Microbes or microorganisms are tiny single-celled creatures. They are small enough not to be seen by our naked eyes. Some microbes are useful in human welfare while others are harmful and toxic and make us ill. Let’s take a glance at the role of microbes as biocontrol agents.
The natural method of eliminating and controlling the insects, pests and another disease-causing agent using their natural, biological enemies is called biocontrol or biological control. The agents which are employed in biocontrol are called biocontrol agents. Microbes are one among them.
Biocontrol works on the principle of predation and parasitism. It is much reliable and healthier than killing insects and pest using insecticides and pesticides. Thus, they prevent pollution of soil and health issues related to insecticide poisoning, etc. Biocontrol agents are an integral part of organic farming. In organic farming, farmers believe in mutualism. In other words, organic farmers keep a balance of useful and harmful agents within the system. The chemicals used for eradicating pest and parasite might not be always successful and also harm useful agents too. Instead, farmers used biocontrol agents which predate on the insects and pests that cause the disease to crops. This approach of pest management needs a vivid knowledge about the life cycle, feeding habits of different life forms.
Microbes as Biocontrol Agents
Ladybird and dragonflies are two common insects which are employed to eradicate aphids and mosquitoes respectively. Other than insects, microbes are also used as biocontrol agents.
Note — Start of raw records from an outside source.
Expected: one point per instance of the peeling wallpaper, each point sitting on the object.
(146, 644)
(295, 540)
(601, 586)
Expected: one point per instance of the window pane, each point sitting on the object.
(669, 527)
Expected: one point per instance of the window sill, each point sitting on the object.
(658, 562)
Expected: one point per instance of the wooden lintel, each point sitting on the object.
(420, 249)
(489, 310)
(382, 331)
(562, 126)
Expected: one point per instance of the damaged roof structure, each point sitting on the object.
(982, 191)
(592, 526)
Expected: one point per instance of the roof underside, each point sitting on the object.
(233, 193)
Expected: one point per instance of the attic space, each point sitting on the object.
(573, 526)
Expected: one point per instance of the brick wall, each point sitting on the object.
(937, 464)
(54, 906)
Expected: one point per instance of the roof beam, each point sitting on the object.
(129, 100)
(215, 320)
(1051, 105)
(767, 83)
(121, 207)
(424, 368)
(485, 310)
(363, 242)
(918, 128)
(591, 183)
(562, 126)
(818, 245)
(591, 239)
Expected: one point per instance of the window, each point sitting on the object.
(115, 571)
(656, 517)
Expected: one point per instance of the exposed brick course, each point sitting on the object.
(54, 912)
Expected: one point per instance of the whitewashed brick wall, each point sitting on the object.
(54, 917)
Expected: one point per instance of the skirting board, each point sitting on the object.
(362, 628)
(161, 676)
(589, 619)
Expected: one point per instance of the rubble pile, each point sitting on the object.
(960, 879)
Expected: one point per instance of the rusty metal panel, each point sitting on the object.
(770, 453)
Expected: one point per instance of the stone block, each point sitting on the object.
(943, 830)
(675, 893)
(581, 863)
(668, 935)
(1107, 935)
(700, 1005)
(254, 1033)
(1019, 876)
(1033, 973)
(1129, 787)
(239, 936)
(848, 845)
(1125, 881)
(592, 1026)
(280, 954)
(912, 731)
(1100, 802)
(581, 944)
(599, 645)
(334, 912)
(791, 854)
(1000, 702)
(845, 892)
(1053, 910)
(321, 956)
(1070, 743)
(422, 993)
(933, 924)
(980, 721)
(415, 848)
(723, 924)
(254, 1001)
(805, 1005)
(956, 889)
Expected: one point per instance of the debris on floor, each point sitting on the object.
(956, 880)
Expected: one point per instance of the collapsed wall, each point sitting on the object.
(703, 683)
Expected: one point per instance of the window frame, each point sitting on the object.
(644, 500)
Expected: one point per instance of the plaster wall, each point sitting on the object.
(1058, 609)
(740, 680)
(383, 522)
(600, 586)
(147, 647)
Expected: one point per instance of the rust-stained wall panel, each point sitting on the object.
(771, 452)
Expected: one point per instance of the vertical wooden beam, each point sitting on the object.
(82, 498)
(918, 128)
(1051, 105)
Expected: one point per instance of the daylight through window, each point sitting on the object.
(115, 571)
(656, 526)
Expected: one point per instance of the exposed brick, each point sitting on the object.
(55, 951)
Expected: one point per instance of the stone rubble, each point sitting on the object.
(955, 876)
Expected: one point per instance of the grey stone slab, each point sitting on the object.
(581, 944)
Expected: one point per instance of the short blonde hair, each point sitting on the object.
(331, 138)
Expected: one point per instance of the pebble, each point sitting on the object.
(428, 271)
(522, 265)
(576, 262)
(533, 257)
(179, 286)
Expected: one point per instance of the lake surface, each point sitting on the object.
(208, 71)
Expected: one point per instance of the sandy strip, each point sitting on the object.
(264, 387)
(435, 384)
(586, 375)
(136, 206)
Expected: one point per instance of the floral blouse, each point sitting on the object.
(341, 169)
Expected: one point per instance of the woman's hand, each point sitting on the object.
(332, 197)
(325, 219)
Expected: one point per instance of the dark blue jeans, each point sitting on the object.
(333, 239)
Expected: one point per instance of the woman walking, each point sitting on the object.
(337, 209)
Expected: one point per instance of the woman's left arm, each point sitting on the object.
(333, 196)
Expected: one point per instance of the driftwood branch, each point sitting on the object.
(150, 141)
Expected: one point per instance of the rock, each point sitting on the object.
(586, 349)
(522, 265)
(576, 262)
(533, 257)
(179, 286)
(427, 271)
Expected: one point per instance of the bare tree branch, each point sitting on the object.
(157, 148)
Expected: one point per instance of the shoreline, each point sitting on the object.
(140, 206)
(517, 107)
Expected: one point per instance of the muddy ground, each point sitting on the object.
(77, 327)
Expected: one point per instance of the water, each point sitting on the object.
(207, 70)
These microbes may include bacteria, fungi, viruses, and protozoans. Microbes as biocontrol agents act in three ways, either they cause the disease to the pest or compete or kill them.
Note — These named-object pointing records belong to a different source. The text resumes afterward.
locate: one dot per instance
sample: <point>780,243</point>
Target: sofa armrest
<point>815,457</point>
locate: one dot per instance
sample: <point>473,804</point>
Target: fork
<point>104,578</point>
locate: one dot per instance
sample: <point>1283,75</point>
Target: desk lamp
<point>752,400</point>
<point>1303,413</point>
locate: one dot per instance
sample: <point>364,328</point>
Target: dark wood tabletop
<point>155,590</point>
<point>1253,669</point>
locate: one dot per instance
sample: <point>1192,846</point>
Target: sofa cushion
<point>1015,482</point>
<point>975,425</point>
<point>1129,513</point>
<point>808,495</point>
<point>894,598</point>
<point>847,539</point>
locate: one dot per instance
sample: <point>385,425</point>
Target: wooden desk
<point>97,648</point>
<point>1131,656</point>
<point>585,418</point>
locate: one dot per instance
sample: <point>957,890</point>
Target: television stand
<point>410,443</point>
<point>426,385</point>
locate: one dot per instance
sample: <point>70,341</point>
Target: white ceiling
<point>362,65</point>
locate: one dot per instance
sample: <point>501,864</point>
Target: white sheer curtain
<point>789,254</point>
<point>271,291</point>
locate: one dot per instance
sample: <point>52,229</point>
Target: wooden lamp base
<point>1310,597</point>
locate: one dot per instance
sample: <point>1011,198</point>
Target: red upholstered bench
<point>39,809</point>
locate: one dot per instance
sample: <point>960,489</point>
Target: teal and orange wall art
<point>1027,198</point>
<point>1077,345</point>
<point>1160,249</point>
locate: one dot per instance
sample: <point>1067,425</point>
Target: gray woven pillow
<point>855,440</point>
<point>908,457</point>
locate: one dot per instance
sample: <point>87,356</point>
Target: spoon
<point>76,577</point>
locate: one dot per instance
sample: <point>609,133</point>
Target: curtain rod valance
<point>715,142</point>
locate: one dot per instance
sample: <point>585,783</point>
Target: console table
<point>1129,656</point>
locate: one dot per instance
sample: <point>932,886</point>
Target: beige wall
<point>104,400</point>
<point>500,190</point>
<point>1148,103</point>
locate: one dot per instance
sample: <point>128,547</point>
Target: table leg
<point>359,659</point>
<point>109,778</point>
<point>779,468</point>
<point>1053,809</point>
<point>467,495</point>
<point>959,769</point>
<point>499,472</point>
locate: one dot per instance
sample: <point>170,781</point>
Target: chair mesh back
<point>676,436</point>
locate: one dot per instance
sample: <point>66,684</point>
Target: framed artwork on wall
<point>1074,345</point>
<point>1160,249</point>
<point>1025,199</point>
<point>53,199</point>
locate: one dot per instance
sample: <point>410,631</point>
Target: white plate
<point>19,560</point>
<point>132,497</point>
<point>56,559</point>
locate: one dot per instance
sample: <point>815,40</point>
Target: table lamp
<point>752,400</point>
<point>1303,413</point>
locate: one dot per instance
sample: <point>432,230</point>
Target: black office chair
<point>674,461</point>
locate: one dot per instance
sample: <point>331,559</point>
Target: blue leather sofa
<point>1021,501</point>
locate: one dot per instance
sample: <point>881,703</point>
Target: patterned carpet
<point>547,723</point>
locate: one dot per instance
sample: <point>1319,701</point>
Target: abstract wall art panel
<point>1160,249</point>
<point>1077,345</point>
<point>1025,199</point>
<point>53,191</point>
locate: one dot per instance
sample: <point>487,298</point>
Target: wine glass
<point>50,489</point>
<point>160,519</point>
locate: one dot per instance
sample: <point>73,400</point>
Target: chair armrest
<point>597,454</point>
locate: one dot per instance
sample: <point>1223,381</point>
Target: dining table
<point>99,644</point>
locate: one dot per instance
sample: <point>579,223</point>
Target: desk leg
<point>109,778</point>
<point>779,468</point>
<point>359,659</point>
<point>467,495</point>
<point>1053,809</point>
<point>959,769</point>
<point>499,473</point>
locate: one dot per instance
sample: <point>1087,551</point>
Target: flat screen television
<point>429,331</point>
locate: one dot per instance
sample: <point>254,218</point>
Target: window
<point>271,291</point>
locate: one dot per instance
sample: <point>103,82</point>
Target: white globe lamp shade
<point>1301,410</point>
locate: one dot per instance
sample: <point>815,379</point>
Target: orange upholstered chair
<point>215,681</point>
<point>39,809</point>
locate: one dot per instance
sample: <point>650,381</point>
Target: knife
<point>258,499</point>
Biotechnology has extended widely and it has developed many biocontrol agents. For example, Bacillus thuringiensis which is often referred to as Bt is a microbial biocontrol agent. Spraying the solution made of spores of Bt on plants will kill the butterfly caterpillars. The spores ingested release the toxins in the guts of the larvae and get them killed. Biotechnology has developed disease-resistant and pest-resistant plants by injecting B. thuringiensis toxin genes into plants, e.g. Bt cotton. Fungus-like Trichoderma and baculoviruses of genus Nucleopolyhedrovirus are some other microbial biocontrol agents. These agents are specific in nature; this along with the cost limits their use.